Living in a single room in Deptford, London, William England Brown, 49, was frequently visited by a 17-year-old youth. The visits ended abruptly on APRIL 19th, 1938, however, when Brown’s landlady heard a commotion, went to his room, and found him standing over the lad, who lay on the floor, stabbed in the neck. Brown was holding a knife which he told the police he had taken away from the youth, who had attacked him.

The youth’s name was Alfred Brown, but the two were not related. His stab wound proved fatal, and William Brown was charged with murder.

He was believed to be homosexual, the youth blackmailing him, and at his trial the defence sought a verdict of manslaughter.

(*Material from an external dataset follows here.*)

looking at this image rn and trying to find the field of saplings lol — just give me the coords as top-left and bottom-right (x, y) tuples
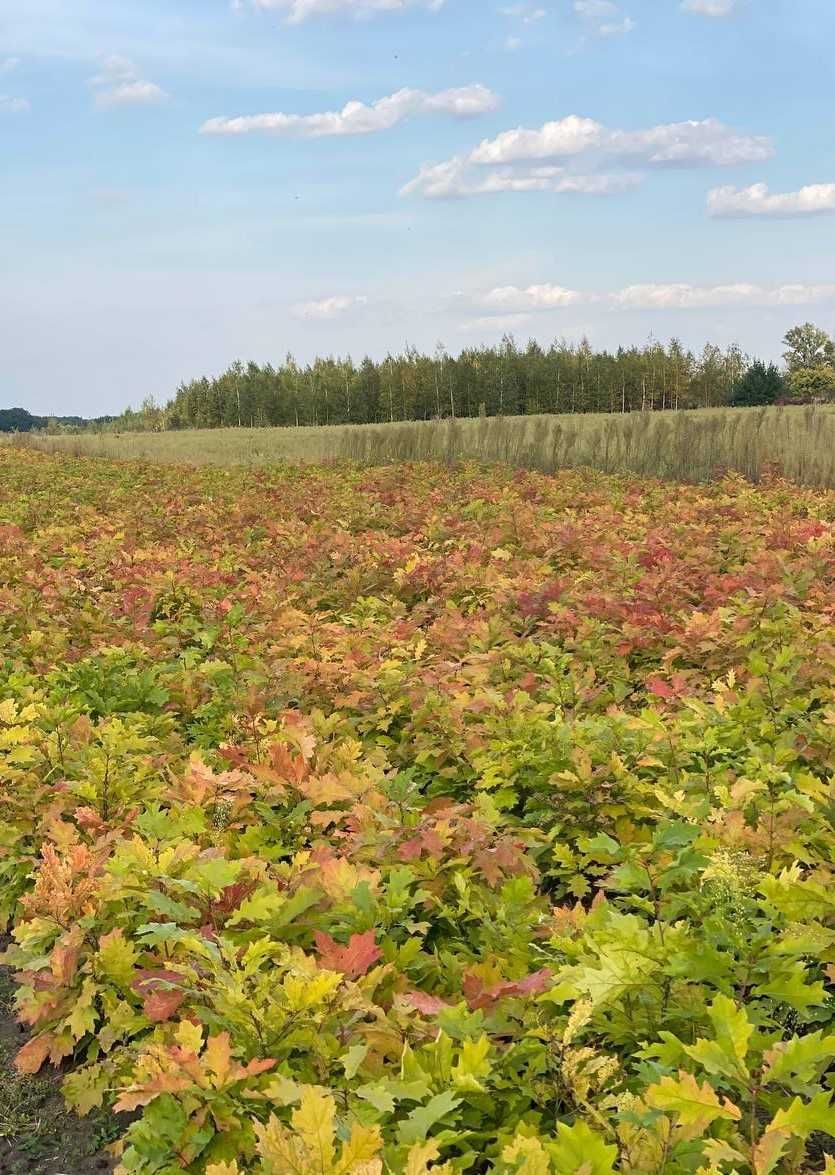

Brown said that the youth had asked him for money, and when he told him to keep away from him the lad had picked up a knife and assaulted him. There was a struggle in which he wrested the knife from the youth’s hand and stabbed him in self-defence.

Found guilty of murder, Brown was then revealed to have a previous conviction. In 1935 he had been jailed for 12 months for wounding another boy with a sheath knife. He was now sentenced to death, but the jury recommended mercy on account of his poor health and highly nervous disposition.

In this they were supported by the judge, who advised the Home Secretary that there was no evidence of premeditation, the murder having apparently been committed in a sudden frenzy by a man with weak nerves and little self-control.

Brown was consequently reprieved, and his release on licence followed eight years later.